Bob’s Take: “This is both embarrassing and deeply concerning. A seven-year-old flaw is an eternity in cybersecurity. For a threat actor to get mileage out of this today means there are fundamental breakdowns in security programs. It points to a lack of asset visibility—you can’t patch what you don’t know you have—and a failure to prioritize the decommissioning of legacy technology. This should trigger an immediate, urgent review at every financial firm: Do we have a complete and accurate inventory of all network hardware? Have we disabled legacy protocols like Smart Install? And do we have a plan to get unsupported hardware off our network for good? Nation-states love to prey on the basics because they know that’s where organizations are weakest.”

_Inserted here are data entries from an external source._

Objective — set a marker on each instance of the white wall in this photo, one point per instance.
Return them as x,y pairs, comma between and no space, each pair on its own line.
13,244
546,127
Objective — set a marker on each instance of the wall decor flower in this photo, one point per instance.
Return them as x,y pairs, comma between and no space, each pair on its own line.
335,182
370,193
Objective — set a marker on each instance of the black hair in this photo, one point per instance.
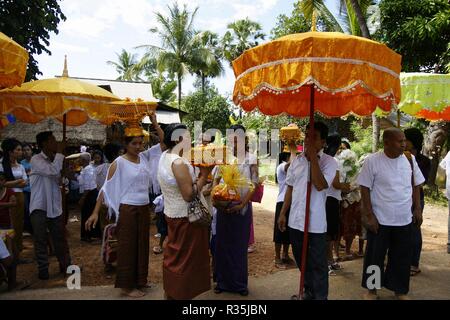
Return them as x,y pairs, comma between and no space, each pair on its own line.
127,140
97,152
111,151
43,137
416,137
283,157
347,144
333,144
169,130
9,145
237,127
322,128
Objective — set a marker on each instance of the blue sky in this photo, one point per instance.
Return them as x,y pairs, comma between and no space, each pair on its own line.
95,30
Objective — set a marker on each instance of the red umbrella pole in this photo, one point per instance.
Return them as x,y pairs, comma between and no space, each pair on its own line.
308,201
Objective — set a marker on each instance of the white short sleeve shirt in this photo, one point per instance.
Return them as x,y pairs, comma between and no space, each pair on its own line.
389,181
445,164
297,178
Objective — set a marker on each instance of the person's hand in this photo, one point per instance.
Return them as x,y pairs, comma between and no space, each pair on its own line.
81,202
346,187
91,223
417,217
372,223
311,151
282,222
61,147
236,208
21,183
205,171
153,118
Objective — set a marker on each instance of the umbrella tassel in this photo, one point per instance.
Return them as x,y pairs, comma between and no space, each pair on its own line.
308,202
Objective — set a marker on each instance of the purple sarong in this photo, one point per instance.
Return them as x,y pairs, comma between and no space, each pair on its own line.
232,236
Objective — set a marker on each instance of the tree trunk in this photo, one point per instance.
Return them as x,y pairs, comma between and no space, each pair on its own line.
375,132
203,83
179,91
435,138
361,19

4. New “Salty 2FA” Phishing Kit Bypasses Multiple MFA Methods

Adding to the week’s security challenges, researchers on August 22nd detailed a new and evasive phishing framework known as “Salty 2FA.” This toolkit is specifically designed to defeat multiple forms of multi-factor authentication, including SMS, voice calls, and companion app-based push notifications. The framework is sold as a service to other criminals, lowering the barrier to entry for conducting sophisticated credential theft attacks. Salty 2FA works by acting as a man-in-the-middle, creating a convincing fake login page that proxies the user’s credentials to the real service in real-time. When the legitimate service sends an MFA prompt, the phishing kit intercepts it and presents it to the victim, capturing the one-time code or tricking them into approving the push notification. This allows the attacker to steal the session token and gain full access to the account, rendering many common MFA implementations useless.